Growing up in North Dakota, I got a heavy dose of Canadian music in my youth. Canadian artists like Loverboy and April Wine made frequent swings through North Dakota on tour, and I developed a love for the music and a fascination with the bands of the Great White North. And while global artists like Bryan Adams and Celine Dion gave way to Nickelback and Avril Lavigne, many more quality Canadian musicians have had long, productive careers but are little-known outside the land of toques and back bacon.
Today, one of my favorite fringe benefits of traveling to Canada is the Canadian content requirement that dictates 35% of the music played on the radio must be Canadian. As a result, every time I travel to Canada, I get exposed to artists I’ve rarely heard, if at all, and many of them are quite good.
So here’s my list of 7 Canadian artists virtually unknown in America, and you should check them out.
First, Billy Talent is the name of the group, not just a guy in the band. Second, they’re awesome–the most nominated band in the history of the Much Music Awards, Canada’s version of the MTV Awards. They have a song that came out in May 2016, but my personal favorite is Fallen Leaves, from 2007.
A power trio from Toronto, Danko Jones is the name of the guy in the band. Danko Jones has been nominated for a Juno Award, the Canadian equivalent of a Grammy, four times. Take a drive through Canada and listen to some rock radio and you will hear some Danko Jones. My favorite: Do You Wanna Rock.
Considering their southern rock style, Monster Truck is an appropriate name for this band from Hamilton, Ontario. They won the Juno for Breakthrough Group of the Year in 2013, the same year they released “Sweet Mountain River.” In 2016, they released a new album and single, Don’t Tell Me How to Live. Their sound is in the same heavy southern rock vein as Black Stone Cherry. I like this band a lot.
The Sheepdogs are from Saskatoon and they have a little notoriety in the United States because in 2011 they became the first unsigned band to make the cover of Rolling Stone, but they’re still relative unknowns south of the 49th parallel. Their sound is a little like a cross between the Black Keys and the Wallflowers.
Rainbow Butt Monkeys
Admittedly, I’ve used a little misdirection here, because most Americans have heard the music of Rainbow Butt Monkeys. They started out as an unserious high school band and recorded an album that included the single “Circles,” but when things started happening for them, they realized they needed a better name. They adopted the name Finger Eleven, and would become very well-known for their songs Paralyzer and One Thing, but not before they were immortalized as Rainbow Butt Monkeys on Canadian radio, which continues to play “Circles” to this day.

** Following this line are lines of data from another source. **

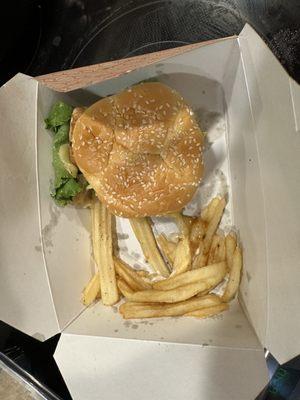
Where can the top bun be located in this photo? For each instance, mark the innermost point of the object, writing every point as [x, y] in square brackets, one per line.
[141, 150]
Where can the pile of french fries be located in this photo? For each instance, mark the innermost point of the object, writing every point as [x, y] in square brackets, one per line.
[185, 271]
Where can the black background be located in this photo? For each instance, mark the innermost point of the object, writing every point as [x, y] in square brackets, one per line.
[37, 37]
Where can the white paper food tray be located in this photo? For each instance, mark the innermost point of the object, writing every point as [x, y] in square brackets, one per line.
[250, 108]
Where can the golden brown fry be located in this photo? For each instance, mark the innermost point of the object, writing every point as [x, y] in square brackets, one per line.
[217, 271]
[213, 225]
[188, 221]
[142, 273]
[182, 226]
[197, 231]
[174, 295]
[96, 258]
[130, 276]
[167, 247]
[208, 312]
[144, 310]
[92, 290]
[220, 254]
[230, 245]
[200, 259]
[123, 274]
[208, 212]
[124, 288]
[143, 232]
[103, 254]
[234, 276]
[183, 256]
[213, 249]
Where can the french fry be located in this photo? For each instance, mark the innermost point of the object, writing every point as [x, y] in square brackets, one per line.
[174, 295]
[94, 232]
[220, 254]
[127, 278]
[143, 232]
[183, 256]
[217, 271]
[92, 290]
[180, 221]
[142, 273]
[200, 259]
[213, 225]
[143, 310]
[167, 247]
[213, 249]
[130, 276]
[208, 212]
[124, 288]
[230, 245]
[197, 231]
[208, 312]
[234, 276]
[188, 221]
[103, 254]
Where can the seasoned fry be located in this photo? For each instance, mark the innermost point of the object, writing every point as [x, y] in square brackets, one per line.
[167, 247]
[92, 290]
[94, 232]
[208, 212]
[213, 249]
[188, 221]
[123, 274]
[213, 225]
[124, 288]
[103, 254]
[143, 310]
[220, 254]
[208, 312]
[142, 273]
[230, 245]
[183, 256]
[143, 232]
[234, 276]
[130, 276]
[197, 231]
[174, 295]
[217, 271]
[200, 259]
[182, 226]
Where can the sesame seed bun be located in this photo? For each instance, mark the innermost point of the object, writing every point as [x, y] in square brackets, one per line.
[141, 150]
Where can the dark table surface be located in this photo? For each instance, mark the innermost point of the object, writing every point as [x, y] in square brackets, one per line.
[38, 37]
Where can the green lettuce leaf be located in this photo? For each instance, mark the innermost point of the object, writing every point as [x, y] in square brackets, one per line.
[60, 114]
[67, 191]
[65, 187]
[62, 135]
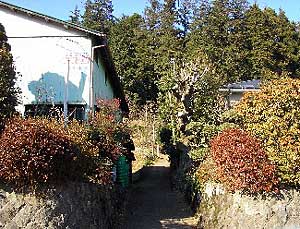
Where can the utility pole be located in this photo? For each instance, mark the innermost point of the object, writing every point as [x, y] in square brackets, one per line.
[92, 96]
[66, 95]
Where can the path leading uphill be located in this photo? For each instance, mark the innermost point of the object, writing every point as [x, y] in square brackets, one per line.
[152, 203]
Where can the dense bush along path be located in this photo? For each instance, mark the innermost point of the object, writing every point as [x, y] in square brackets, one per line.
[153, 204]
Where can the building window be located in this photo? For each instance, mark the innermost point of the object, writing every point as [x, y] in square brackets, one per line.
[75, 111]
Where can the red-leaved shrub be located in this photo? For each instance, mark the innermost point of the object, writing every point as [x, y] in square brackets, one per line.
[36, 151]
[241, 162]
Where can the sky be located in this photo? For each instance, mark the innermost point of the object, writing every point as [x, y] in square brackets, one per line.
[61, 8]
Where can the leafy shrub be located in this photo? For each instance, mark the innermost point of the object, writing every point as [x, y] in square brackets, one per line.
[8, 91]
[36, 151]
[273, 116]
[108, 132]
[241, 162]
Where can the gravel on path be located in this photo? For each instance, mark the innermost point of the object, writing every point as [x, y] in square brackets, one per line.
[153, 204]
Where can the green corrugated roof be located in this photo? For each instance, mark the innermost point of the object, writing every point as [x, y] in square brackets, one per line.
[49, 18]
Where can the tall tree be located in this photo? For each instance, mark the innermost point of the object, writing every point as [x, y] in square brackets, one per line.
[98, 15]
[75, 16]
[128, 42]
[8, 91]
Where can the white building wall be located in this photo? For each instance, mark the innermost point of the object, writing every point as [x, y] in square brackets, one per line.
[42, 60]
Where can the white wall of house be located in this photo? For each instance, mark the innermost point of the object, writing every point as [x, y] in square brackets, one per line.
[44, 61]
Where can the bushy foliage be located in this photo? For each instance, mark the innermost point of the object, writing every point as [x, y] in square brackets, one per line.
[273, 116]
[36, 151]
[108, 132]
[8, 92]
[241, 162]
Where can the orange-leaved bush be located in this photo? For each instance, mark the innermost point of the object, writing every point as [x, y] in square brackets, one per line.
[241, 163]
[34, 151]
[273, 116]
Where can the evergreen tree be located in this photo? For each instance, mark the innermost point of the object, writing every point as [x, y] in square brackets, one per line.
[98, 15]
[8, 91]
[75, 16]
[273, 43]
[128, 44]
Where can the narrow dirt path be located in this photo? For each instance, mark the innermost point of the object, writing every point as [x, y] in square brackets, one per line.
[152, 203]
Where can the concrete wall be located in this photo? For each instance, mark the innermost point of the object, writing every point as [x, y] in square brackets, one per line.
[44, 54]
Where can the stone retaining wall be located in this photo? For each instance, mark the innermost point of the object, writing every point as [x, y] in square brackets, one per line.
[75, 205]
[220, 209]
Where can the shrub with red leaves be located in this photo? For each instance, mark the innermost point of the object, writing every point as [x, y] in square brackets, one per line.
[241, 162]
[36, 151]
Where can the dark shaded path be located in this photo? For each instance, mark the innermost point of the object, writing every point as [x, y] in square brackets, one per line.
[152, 203]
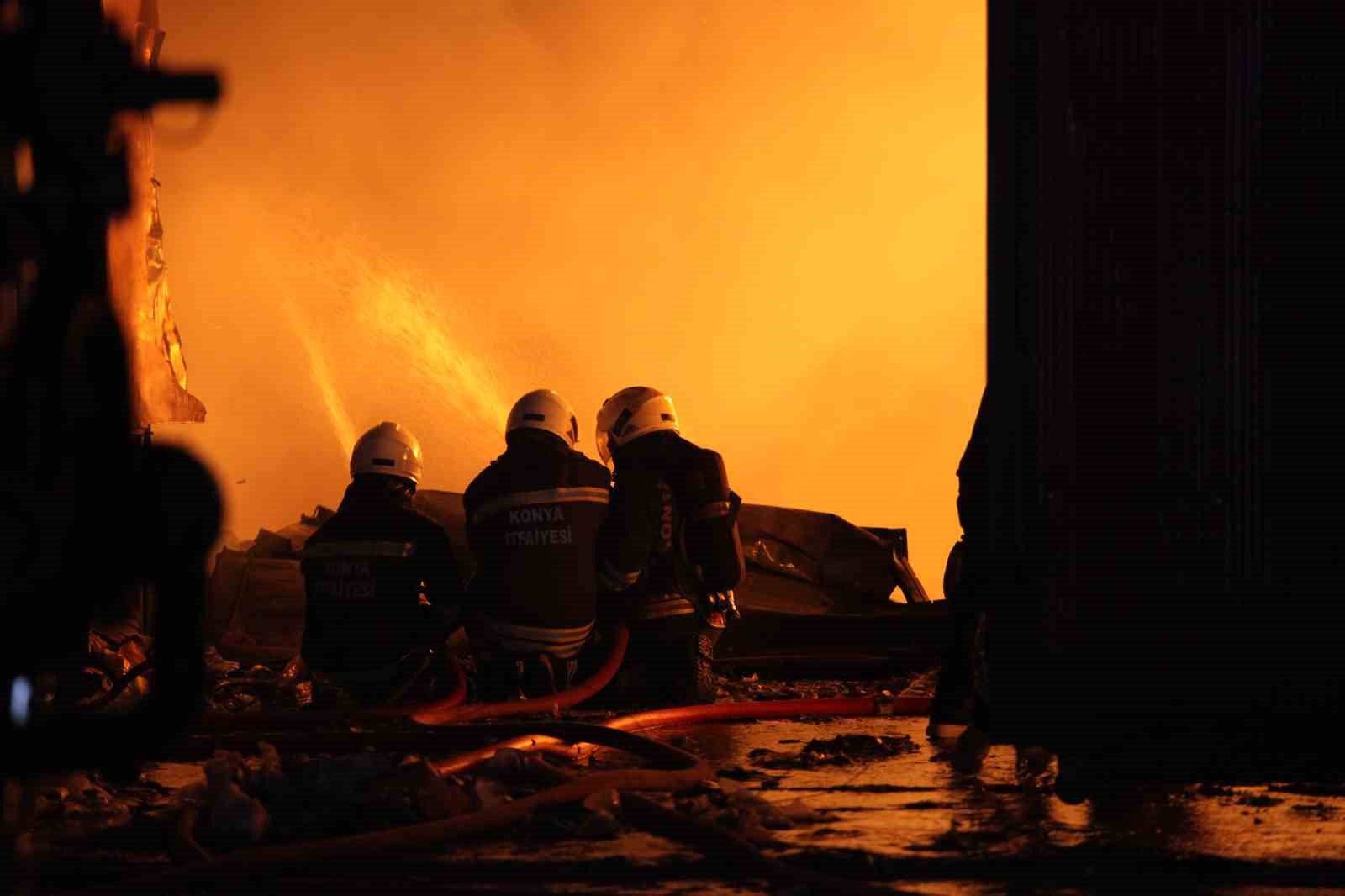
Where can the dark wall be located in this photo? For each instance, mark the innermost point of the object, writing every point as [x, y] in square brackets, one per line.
[1163, 349]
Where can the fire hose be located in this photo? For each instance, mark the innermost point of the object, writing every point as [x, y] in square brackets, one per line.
[440, 719]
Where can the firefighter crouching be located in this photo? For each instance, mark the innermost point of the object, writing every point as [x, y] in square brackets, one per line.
[383, 589]
[670, 555]
[533, 519]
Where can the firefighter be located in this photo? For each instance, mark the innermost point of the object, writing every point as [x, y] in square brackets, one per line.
[670, 555]
[533, 517]
[382, 584]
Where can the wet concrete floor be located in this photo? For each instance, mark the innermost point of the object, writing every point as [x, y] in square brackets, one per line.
[912, 820]
[908, 821]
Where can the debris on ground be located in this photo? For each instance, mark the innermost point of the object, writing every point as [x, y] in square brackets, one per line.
[753, 688]
[844, 750]
[733, 808]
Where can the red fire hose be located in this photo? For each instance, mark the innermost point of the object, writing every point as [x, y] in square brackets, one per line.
[555, 704]
[440, 712]
[743, 710]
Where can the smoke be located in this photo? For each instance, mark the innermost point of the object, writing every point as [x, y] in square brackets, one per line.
[342, 425]
[419, 212]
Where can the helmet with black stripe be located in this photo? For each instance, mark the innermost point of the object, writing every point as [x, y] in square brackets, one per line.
[631, 414]
[545, 409]
[388, 450]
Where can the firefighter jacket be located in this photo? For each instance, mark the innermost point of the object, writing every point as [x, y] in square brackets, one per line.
[643, 560]
[365, 572]
[533, 519]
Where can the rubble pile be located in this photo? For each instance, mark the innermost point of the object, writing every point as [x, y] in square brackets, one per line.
[300, 797]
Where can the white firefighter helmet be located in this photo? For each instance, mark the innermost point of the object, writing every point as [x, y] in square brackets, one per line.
[388, 450]
[545, 409]
[632, 414]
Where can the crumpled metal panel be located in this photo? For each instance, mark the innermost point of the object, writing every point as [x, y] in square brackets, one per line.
[136, 266]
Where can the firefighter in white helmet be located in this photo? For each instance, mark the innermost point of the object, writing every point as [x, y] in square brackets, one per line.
[533, 519]
[670, 555]
[383, 588]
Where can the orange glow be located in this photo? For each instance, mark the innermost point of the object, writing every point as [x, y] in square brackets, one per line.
[773, 212]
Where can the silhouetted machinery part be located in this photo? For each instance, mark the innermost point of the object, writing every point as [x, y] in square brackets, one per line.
[85, 513]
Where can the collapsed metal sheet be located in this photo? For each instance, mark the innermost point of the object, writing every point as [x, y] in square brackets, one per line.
[136, 268]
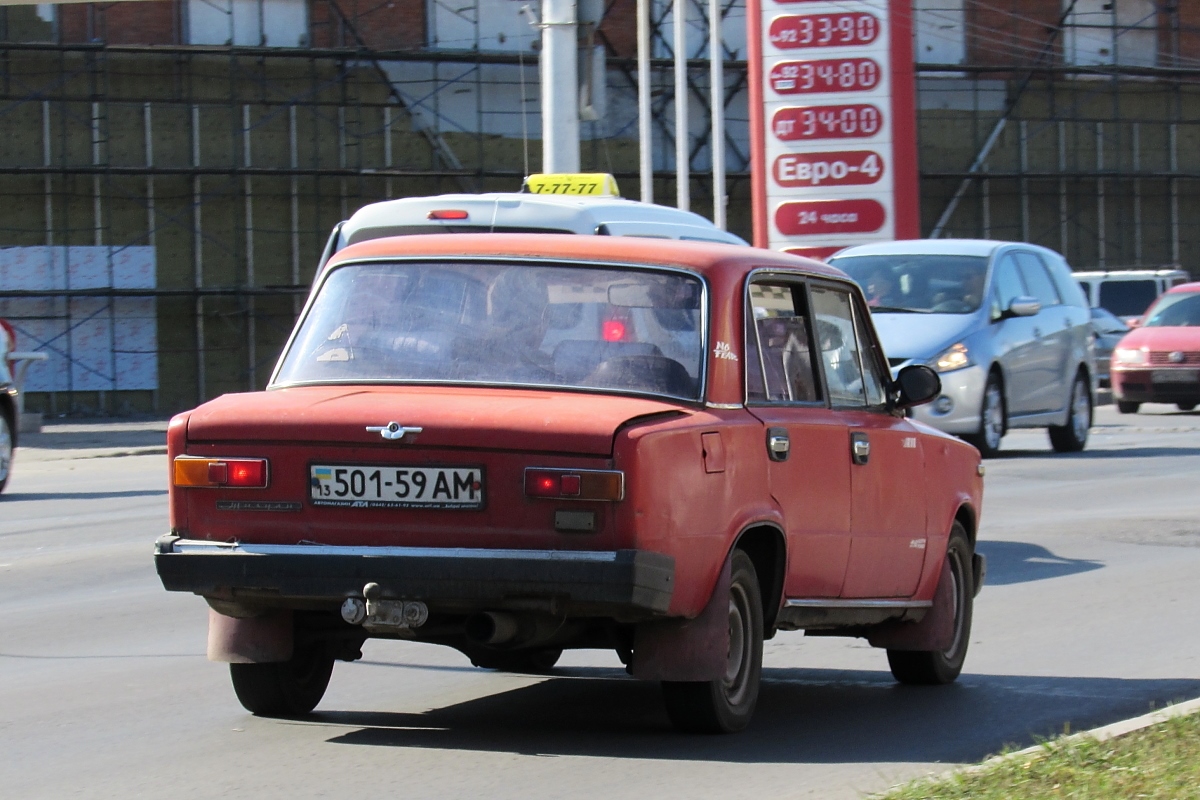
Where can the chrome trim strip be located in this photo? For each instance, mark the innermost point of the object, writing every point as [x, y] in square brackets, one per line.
[837, 602]
[237, 548]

Trooper is a well-known Canadian act who first broke onto the scene in 1975 and went on to have a decades long career as one of the country’s most popular bands, but never broke onto the American scene. Built around founding members Ra McGuire and Brian Smith, their early material is reminiscent of the feel-good music of the era.
In 1984, Kim Mitchell released his best known song in the USA, “Go For a Soda.” They played it on our local rock station, and I recall going to the music store to ask for “that new .38 Special song” I had been hearing, only to be informed it was Kim Mitchell. “Go for a Soda” peaked at 86 on the Billboard Hot 100, and number 12 on the US Mainstream Rock Chart. That would be the extent of his American success, but Kim is well-known in Canada and had a prolific career as a member of Max Webster, as a solo artist, and as a radio host. The video for “Go For a Soda,” is gloriously 80s, so if this is your first exposure to Kim Mitchell, you might have to avert your eyes to appreciate the music.